We use the Sum of Squares method to develop new efficient algorithms for learning well-separated mixtures of Gaussians and robust mean estimation, both in high dimensions, that substantially improve upon the statistical guarantees achieved by previous efficient algorithms.
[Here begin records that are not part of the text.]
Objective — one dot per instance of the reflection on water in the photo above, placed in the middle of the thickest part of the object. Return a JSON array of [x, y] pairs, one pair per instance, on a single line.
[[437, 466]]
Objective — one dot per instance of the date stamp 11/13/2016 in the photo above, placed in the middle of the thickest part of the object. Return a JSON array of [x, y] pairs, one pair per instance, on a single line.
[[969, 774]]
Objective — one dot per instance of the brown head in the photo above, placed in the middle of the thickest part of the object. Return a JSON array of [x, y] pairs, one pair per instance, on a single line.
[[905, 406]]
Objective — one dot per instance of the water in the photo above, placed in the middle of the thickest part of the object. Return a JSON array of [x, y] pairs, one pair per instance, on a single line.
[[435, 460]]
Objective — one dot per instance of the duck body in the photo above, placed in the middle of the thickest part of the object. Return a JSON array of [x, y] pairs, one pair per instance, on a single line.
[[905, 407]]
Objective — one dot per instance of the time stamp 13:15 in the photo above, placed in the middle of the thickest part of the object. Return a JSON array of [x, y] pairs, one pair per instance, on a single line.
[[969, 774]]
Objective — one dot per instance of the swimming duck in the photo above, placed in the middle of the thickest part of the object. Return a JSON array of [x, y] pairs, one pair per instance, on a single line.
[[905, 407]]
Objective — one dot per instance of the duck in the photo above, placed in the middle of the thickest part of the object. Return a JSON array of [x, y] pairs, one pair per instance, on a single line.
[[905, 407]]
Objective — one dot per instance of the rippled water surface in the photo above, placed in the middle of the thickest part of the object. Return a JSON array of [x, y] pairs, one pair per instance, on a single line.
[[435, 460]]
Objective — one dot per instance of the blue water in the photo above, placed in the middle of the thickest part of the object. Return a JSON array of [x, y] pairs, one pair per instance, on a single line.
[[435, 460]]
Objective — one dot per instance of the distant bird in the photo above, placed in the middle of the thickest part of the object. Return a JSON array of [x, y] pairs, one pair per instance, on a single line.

Our contributions are: Mixture models with separated means: We study mixtures of poly(k)-many k-dimensional distributions where the means of every pair of distributions are separated by at least kε. In the special case of spherical Gaussian mixtures, we give a kO(1/ε)-time algorithm that learns the means assuming separation at least kε, for any ε> 0. This is the first algorithm to improve on greedy (“single-linkage”) and spectral clustering, breaking a long-standing barrier for efficient algorithms at separation k1/4. Robust estimation: When an unknown (1−ε)-fraction of X1,…,Xn are chosen from a sub-Gaussian distribution with mean µ but the remaining points are chosen adversarially, we give an algorithm recovering µ to error ε1−1/t in time kO(t), so long as sub-Gaussian-ness up to O(t) moments can be certified by a Sum of Squares proof. This is the first polynomial-time algorithm with guarantees approaching the information-theoretic limit for non-Gaussian distributions. Previous algorithms could not achieve error better than ε1/2. As a corollary, we achieve similar results for robust covariance estimation. Both of these results are based on a unified technique. Inspired by recent algorithms of Diakonikolas et al. in robust statistics, we devise an SDP based on the Sum of Squares method for the following setting: given X1,…,Xn ∈ ℝk for large k and n = poly(k) with the promise that a subset of X1,…,Xn were sampled from a probability distribution with bounded moments, recover some information about that distribution.
混合模型,鲁棒性和平方和证明
我们使用平方和方法来开发新的高效算法,用于学习良好分离的高斯混合和鲁棒平均估计,两者都是在高维上,大大提高了以前高效算法所实现的统计保证。我们的贡献是:具有分离均值的混合模型:我们研究多(k)-许多k维分布的混合,其中每对分布的均值至少相隔kε。在球形高斯混合的特殊情况下,我们给出了一个kO(1/ε)时间算法,该算法学习了假设分离至少为kε的均值,对于任何ε> 0。这是第一个改进贪婪(“单链接”)和谱聚类的算法,打破了在分离k1/4时高效算法的长期障碍。鲁棒性估计:当从均值为μ的亚高斯分布中选取未知的(1−ε)分数X1,…,Xn,而其余的点都是逆向选取时,我们给出了一种在kO(t)时间内恢复μ to误差ε1−1/t的算法,只要在O(t)阶矩以内的亚高斯性可以通过平方和证明得到证明。这是第一个多项式时间算法,保证接近非高斯分布的信息论极限。以往的算法均不能达到优于ε1/2的误差。作为推论,我们在稳健协方差估计上也得到了类似的结果。这两个结果都是基于一个统一的技术。受Diakonikolas等人在鲁棒统计中的最新算法的启发,我们设计了一种基于平方和方法的SDP,用于以下设置:给定X1,…,Xn∈∈k(大k), n = poly(k),并承诺从具有有界矩的概率分布中采样X1,…,Xn的子集,恢复该分布的一些信息。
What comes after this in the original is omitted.